Hinsichtlich kritischer Infrastrukturen sind folgende Branchen betroffen: Energie, Informationstechnik und Telekommunikation, Transport und Verkehr, Gesundheit, Wasser, Ernährung sowie Finanz- und Versicherungswesen. Eine nun in Arbeit befindliche begleitende Rechtsverordnung soll die betroffenen Einrichtungen, Anlagen oder Teile von Kritischen Infrastrukturen festlegen und bis Ende 2016 verabschiedet werden.
Kriterien für die Einbeziehung in den Anwendungsbereich des IT-Sicherheitsgesetzes sind die als kritisch anzusehenden Dienstleistungen und Prozessschritte sowie der von einer Kritischen Infrastruktur bereitgestellte Versorgungsgrad. Bei der Erstellung der Rechtsverordnung werden dazu qualitative und quantitative Kriterien berücksichtigt.

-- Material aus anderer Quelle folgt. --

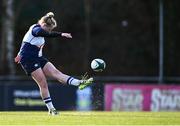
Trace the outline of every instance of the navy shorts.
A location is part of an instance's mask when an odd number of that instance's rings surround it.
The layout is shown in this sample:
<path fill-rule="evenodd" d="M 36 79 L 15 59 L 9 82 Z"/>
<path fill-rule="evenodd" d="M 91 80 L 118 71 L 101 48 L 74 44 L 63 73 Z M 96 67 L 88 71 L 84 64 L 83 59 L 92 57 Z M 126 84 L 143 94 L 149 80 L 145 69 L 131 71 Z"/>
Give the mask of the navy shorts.
<path fill-rule="evenodd" d="M 39 68 L 43 68 L 49 62 L 45 57 L 22 58 L 20 64 L 28 76 Z"/>

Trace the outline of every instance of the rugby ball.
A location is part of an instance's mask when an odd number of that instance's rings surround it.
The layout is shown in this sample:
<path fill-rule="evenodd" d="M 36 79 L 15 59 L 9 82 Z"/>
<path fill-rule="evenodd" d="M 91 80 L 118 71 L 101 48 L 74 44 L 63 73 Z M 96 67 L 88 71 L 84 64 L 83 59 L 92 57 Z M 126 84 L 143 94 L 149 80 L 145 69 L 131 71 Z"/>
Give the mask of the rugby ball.
<path fill-rule="evenodd" d="M 96 72 L 102 72 L 106 68 L 106 63 L 102 59 L 94 59 L 91 62 L 91 69 Z"/>

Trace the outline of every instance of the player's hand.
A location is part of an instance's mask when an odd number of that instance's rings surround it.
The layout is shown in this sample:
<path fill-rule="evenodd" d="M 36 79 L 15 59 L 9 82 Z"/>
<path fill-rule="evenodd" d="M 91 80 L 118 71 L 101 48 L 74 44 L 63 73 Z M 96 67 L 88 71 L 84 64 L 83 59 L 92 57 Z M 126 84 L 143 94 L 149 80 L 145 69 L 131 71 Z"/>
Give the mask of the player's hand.
<path fill-rule="evenodd" d="M 66 38 L 72 38 L 71 33 L 62 33 L 61 36 Z"/>
<path fill-rule="evenodd" d="M 19 64 L 20 63 L 20 60 L 21 60 L 21 56 L 20 55 L 17 55 L 15 58 L 14 58 L 14 62 Z"/>

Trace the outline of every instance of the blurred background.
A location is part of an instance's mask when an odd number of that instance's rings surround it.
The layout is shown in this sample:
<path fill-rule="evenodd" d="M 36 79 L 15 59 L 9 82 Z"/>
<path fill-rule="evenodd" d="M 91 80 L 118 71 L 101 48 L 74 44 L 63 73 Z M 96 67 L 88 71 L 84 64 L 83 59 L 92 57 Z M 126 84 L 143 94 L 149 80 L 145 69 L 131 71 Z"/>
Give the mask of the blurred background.
<path fill-rule="evenodd" d="M 0 0 L 0 110 L 45 110 L 38 86 L 14 63 L 29 27 L 54 12 L 44 55 L 62 72 L 95 83 L 86 90 L 48 79 L 59 110 L 179 111 L 179 0 Z M 93 72 L 103 59 L 107 68 Z"/>

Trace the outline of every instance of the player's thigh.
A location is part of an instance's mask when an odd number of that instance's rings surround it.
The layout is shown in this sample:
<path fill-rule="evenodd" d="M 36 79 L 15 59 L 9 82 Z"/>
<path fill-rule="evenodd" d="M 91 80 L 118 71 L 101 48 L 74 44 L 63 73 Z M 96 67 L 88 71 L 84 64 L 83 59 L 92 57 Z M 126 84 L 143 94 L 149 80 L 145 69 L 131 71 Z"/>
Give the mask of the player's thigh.
<path fill-rule="evenodd" d="M 37 70 L 33 71 L 31 73 L 31 76 L 40 87 L 47 88 L 46 77 L 41 68 L 38 68 Z"/>
<path fill-rule="evenodd" d="M 51 62 L 46 63 L 43 67 L 43 72 L 48 77 L 55 77 L 56 75 L 62 74 Z"/>

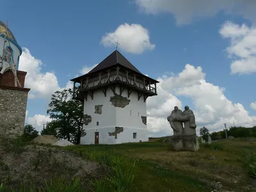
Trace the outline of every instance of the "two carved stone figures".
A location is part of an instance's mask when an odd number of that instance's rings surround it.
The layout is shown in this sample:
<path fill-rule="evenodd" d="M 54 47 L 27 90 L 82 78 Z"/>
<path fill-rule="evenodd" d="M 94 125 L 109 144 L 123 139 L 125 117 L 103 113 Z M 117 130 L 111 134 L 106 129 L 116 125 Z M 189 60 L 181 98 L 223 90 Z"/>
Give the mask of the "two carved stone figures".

IHKs und DIHK haben im Vorfeld zum IT-Sicherheitsgesetz Stellung genommen:

Einerseits werden Präzisierungen geordert: Welche Unternehmen werden als kritisch eingestuft und welche Pflichten, insbesondere Meldepflichten sind genau zu erfüllen.

Zudem wurde als über das Ziel hinaus schießend bewertet, dass jeder, der geschäftlich eine Website betreibt, verpflichtet werden soll , diese sicher zu machen – andernfalls droht ein Bußgeld. "Verbesserungen bei der Sicherheit von Internetauftritten wären zwar wünschenswert", kritisierte DIHK-Expertin Katrin Sobania diesen Ansatz, "die vorgesehenen Verpflichtungen sind aber weder umsetz- noch kontrollierbar."